I've unplug and plug as fast as I could, even during a recovery sequence, and the driver always comes back; note that it's not very easy to do this fast because the USB connector plugs in quite tight.

I've also try to start the driver before plugging in the camera. This still can leave the camera and the nodelet in a bad state. It needs the whole nodelet manager to be restarted. However, this is out of the scope of this PR and it's a very uncommon case.

If you're OK with the new implementation, please give me a :+1: . Thanks for your comments.

mikepurvis commented 7 years ago

LGTM 👍

Roboticom314 commented 7 years ago

Does the fix for this issue include cases like:

I ran 0.12.2 tag and then disconnected the camera while looking at the image_color topic in RVIZ. I was expecting the driver to reconnect and start publishing the image_color topic again but it didn't. I do see from the camera_nodelet_manager an Info message "Connected to camera." sent every second or so to the ROS console.
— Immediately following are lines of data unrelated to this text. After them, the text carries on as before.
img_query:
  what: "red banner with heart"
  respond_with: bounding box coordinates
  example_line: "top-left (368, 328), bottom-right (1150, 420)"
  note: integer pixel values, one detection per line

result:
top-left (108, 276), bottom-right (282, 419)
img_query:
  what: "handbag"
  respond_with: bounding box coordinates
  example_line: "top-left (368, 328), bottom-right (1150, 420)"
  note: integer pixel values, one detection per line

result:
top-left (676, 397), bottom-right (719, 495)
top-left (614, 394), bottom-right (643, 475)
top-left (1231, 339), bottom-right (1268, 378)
efernandez commented 7 years ago

@Roboticom314 I tested the "temporary power loss to the camera but ROS driver still running" use case and it worked for me. Do you mind opening an issue with more details?
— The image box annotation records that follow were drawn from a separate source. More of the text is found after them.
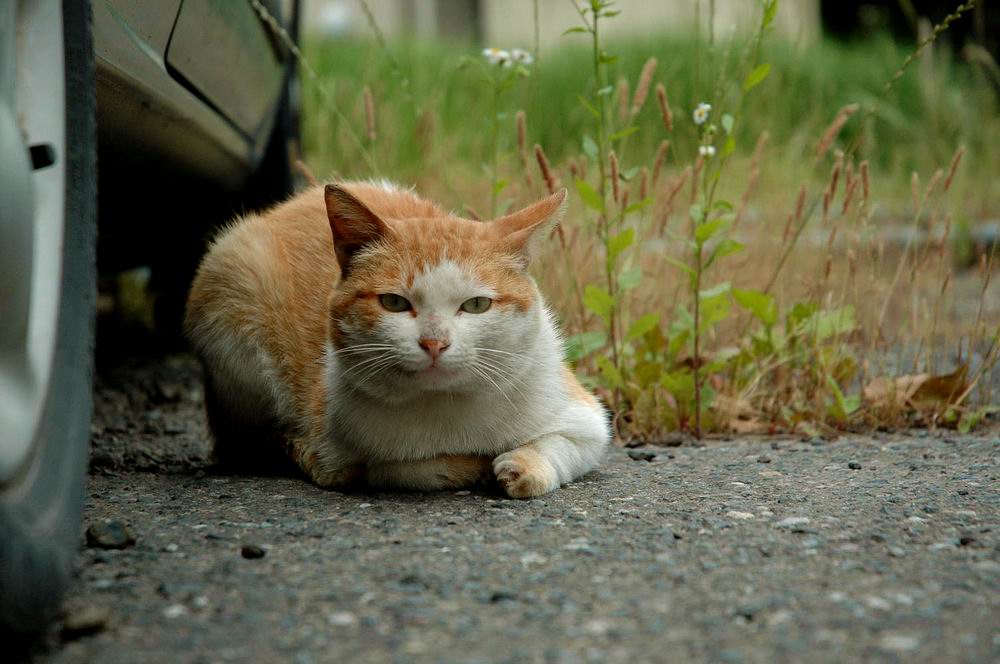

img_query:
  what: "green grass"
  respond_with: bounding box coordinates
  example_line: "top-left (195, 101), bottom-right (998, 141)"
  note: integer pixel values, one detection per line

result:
top-left (304, 18), bottom-right (1000, 438)
top-left (305, 35), bottom-right (1000, 219)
  1. Camera model you're using
  2. ROS version
  3. Ubuntu (or Linux) distro

It'd be difficult to reproduce if we don't have the same camera, but at least we could try with the same software, or similar.
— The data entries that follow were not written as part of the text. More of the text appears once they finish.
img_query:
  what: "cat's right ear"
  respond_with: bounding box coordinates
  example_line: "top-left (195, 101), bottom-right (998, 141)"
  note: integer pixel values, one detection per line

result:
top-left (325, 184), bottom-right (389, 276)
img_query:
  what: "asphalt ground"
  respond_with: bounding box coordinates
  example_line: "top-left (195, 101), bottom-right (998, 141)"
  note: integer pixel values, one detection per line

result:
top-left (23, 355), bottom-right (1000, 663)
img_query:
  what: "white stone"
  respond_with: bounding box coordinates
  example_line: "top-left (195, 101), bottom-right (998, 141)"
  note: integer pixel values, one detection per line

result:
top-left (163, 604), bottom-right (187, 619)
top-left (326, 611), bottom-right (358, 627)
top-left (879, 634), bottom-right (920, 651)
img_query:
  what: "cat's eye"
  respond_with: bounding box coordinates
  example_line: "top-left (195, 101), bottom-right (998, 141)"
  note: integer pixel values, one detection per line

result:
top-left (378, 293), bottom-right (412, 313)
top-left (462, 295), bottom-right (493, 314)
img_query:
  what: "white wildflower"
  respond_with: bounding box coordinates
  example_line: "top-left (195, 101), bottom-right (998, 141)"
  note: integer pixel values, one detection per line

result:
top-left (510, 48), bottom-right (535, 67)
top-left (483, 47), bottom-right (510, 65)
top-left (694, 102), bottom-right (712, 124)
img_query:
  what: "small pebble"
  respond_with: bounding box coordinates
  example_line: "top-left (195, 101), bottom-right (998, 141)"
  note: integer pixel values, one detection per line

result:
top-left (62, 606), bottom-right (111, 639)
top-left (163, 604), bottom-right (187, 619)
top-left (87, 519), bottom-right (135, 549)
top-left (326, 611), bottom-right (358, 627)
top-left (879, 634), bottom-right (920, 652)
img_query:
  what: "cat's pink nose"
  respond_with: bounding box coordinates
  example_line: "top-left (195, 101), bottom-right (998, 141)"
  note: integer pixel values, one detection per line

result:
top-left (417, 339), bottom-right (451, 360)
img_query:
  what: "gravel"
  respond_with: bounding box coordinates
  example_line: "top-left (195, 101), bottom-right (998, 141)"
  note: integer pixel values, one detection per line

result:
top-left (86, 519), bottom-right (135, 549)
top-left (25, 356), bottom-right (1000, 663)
Roboticom314 commented 7 years ago

@efernandez Sorry for taking so long to reply.

  1. Bumblebee2
  2. Indigo
  3. Ubuntu 14.04

If you need more info, let me know.

efernandez commented 7 years ago

I haven't tried with a Bumblebee2, and I'm afraid I don't have any available to me ATM. Could you please create an issue a provide those details and also the steps to reproduce it?

This is a merged PR, so it's not really the place to discuss this. Simply reference it from the issue. :smiley:

Hopefully someone else can try with a Bumblebee2. Or I can figure out what's wrong from the terminal output, but from your comment it could be anything on the FlyCapture reconnection. Maybe try with newer versions of FlyCapture.